1.1 What is SQL?

Structured Query Language (SQL) is a standard computer language for relational database management and data manipulation. SQL is used often to query, insert, update and modify data. At a basic level, SQL is a way to communicate with database. Many SQL commands are descriptive words and easy to interpret compared to many other computer languages. This makes SQL an easy to understand and learn language.

Another important thing to know about SQL is that it is a non-procedural language. That means you won’t be able to write complete applications with it. This makes SQL relatively simple but also very powerful language to interact with data. SQL is all about data and it is used for three things:

  • read and retrieve data from database
  • write data into database
  • update and insert new data

Different SQL users

There are a lot of jobs requre SQL and it is not just for data science. It is important to understand how different roles might use SQL in their jobs. The users can be data scientist, programmers, backend developer, QA engineers, data architects, system engineers and database administrators (DBA). I want to talk a little more about how DBA use SQL comparing to data scientist.

  • A DBA is responsible for managing the entire database and guarding it.
  • A data scientist, on the other hand, is typically a user of that database.

The DBA will be responsible for giving permissions to people and determining who has access to what data. They are often responsible for managing the tables and creating them. Data scientist need to get the rights from DBA to create his/her own table and insert data into them. The two roles are similar in that they both use SQL to interact with the data. But the main difference is that the data scientist is really the end user. Whereas the DBA is the one who administers it, governs it and manages the database, as a whole.

Database Admin Data Scientist
Manages/governs entire database End user of a database
Gives permissions to users Retrieve data (mainly)
Determines access to data May create their own table or test environment
Manages and creates tables Combine multiple sources together
Uses SQL to query and retrive data Writes complex queries for analysis (maybe but usually not)

SQL and Database Management System(DBMS)

Despite SQL being standardized since 1986, a lot of different implementations exist.
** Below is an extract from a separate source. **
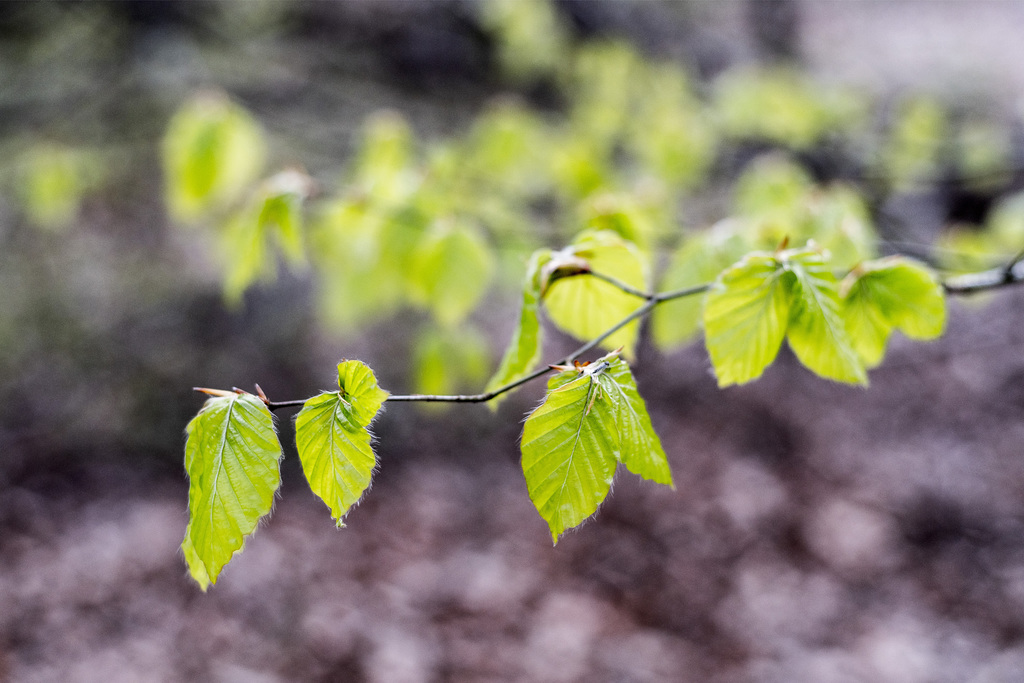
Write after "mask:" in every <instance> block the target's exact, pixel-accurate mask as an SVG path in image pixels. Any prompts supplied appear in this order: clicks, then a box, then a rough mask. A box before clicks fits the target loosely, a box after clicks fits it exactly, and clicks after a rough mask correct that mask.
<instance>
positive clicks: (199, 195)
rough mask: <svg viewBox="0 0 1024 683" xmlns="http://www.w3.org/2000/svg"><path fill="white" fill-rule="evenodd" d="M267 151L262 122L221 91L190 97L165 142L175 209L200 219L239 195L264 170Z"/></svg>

They deviate more or less from each other. You can think of SQL as the interpreter between you and the database. How you write some of the syntax for SQL depends on the relational database management system you are using. Here are some of the popular ones:

  • SQL Server
  • IBM DB2 Oracle
  • Sybase ASE
  • PostgreSQL
  • MySQL
  • Microsoft SQL Server
  • Apache Open Office Base
  • SQLite

In this text, we’ll use SQLite. It’s important to understand that if you copy code from this text into another application at work, it may not work correctly. You should check the type of DBMS you’re using and see if that makes a difference. We will talk about this more when we get to the syntax later including some of the ways to figure out what those differences might be.

Summary points:

  • How you write syntax will depend on what DBMS you are using
  • Each DBMS has its own “dialect”
  • SQL can translate
  • You will tweak based on the “dialect” your DMBS speaks